Но необходимо провести водораздел и с другими жанрами. В начале этого очерка была упомянута книга Войновича «Москва 2042», которая по ряду признаков является фантастической, но на деле представляет собой политический памфлет. Войнович, как и все фантасты, выстраивает в романе «невозможный» хронотоп — мир несуществующей Москвы далекого будущего. Но роман, несомненно, не является фантастическим — это верхним чутьем улавливают и фэны, и издатели. Войновича или Пелевина уверенно относят к мэйнстриму, и Олег Дивов совершенно зря недоумевает по этому поводу. Критерий, по которому критики и издатели почти бессознательно проводят селекцию, настолько очевиден, что его не замечают. Чтобы яснее это различить, обратимся к истокам жанра — книге сэра Т. Мора.
Сэр Томас Мор знать не знал, что основывает новый жанр, — он думал, что сочиняет политический памфлет. Но давайте обратимся к тому, как этот памфлет построен.

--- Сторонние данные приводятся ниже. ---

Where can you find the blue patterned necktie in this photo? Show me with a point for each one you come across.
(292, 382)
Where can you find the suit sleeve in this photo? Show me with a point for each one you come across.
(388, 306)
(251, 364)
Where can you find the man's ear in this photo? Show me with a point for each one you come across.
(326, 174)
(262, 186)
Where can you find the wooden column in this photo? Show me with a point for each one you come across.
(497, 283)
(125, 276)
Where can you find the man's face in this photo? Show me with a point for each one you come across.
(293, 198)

Первая часть называется «Беседа, которую вел выдающийся муж Рафаил Гитлодей, о наилучшем состоянии государства, в передаче знаменитого мужа Томаса Мора, гражданина и виконта славного британского города Лондона». Мор начинает с абсолютно реалистического описания своего путешествия в Брюгге и встречи там с неким Петром Эгидием из Антверпена. Очень дотошно и обстоятельно Мор описывает во всех деталях, как Эгидий знакомит его с Гитлодеем в храме Девы Марии при большом стечении народа и как они отправляются в сад при доме Мора, где и начинают свои беседы. Начинают они с того, что долго и нудно обсуждают порядки в Англии и других странах Европы, в которых Мор, будучи дипломатом, прекрасно разбирался. Мору все это нужно для того, чтобы композиционно уравновесить разумность государственного устройства и законов Утопии безумием устройства и законов Европы, но нас сейчас интересует не это. Я хочу сосредоточить ваше внимание на том, что первая часть книги Мора начисто лишена какой бы то ни было иносказательности. Единственным элементом художественности в ней являются вымышленные собеседники Мора. При этом даже выдуманные образы являются автологичными.

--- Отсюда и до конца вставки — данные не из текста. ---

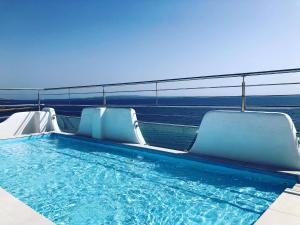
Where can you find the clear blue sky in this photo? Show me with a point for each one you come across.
(71, 42)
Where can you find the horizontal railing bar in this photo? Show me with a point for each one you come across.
(168, 124)
(21, 89)
(245, 74)
(168, 115)
(173, 89)
(14, 109)
(155, 106)
(19, 105)
(77, 117)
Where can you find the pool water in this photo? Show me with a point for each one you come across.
(72, 181)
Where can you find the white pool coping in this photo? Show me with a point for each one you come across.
(284, 210)
(15, 212)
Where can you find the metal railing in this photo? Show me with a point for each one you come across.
(103, 91)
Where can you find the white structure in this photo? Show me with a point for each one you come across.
(117, 124)
(23, 123)
(267, 138)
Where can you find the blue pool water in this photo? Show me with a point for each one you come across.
(78, 182)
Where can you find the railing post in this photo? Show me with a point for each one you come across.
(69, 96)
(156, 94)
(39, 101)
(243, 95)
(103, 94)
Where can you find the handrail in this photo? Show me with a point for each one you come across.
(245, 74)
(103, 91)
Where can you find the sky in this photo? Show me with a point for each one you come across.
(72, 42)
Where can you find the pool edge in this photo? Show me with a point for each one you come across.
(13, 211)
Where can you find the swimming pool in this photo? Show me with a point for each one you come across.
(73, 181)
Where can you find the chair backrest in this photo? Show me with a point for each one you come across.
(117, 124)
(267, 138)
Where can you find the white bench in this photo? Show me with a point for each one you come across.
(23, 123)
(267, 138)
(117, 124)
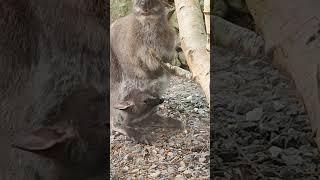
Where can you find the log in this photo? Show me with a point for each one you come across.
(206, 12)
(193, 42)
(291, 31)
(239, 39)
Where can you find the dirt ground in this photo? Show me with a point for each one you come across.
(174, 154)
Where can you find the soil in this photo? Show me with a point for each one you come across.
(173, 154)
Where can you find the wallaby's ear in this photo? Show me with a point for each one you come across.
(123, 105)
(42, 139)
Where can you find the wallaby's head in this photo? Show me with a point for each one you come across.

Тут, кажется, нужно сделать техническое отступление на тему, что такое автология и металогия. Автология (от греч. авто — сам и логос — слово; букв. — «самословие») — употребление в поэтическом произведении слов и выражений в их прямом, непосредственном значении. Художественная автология противостоит металогической, или фигуральной, речи своей реалистической точностью.
Металогия (от греч. мета — через, после, за, логос — слово, речь) — напротив, употребление слов, а также образов и символов в их переносном значении[12].

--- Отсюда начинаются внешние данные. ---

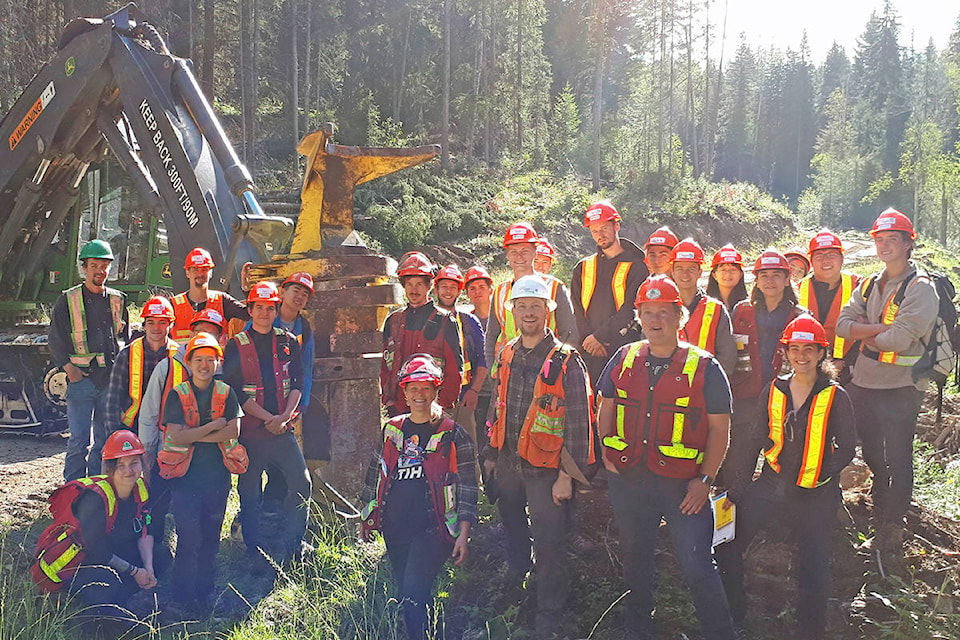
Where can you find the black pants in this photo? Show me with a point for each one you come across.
(416, 559)
(199, 515)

Образы, созданные Мором, и в первой, и во второй части книги равны самим себе. Утопия, ее столичный город Амаурот, ее правители и жители, законы и обычаи не символизируют и не означают ничего сверх себя самих — это голая иллюстрация к представлениям Томаса Мора о том, какое государственное устройство является наилучшим. Даже символика имен и названий у Мора совершенно прозрачна: «Утопия» — «место, которого нет», «Амаврот» — «непознаваемый», «Гитлодей» — «знаток пустых бесед», «Анидр» — «безводная», сирень несуществующая, река. Все топонимы, выдуманные Мором, просто указывают на то, что таких мест, людей и народов нет и верить в их существование глупо.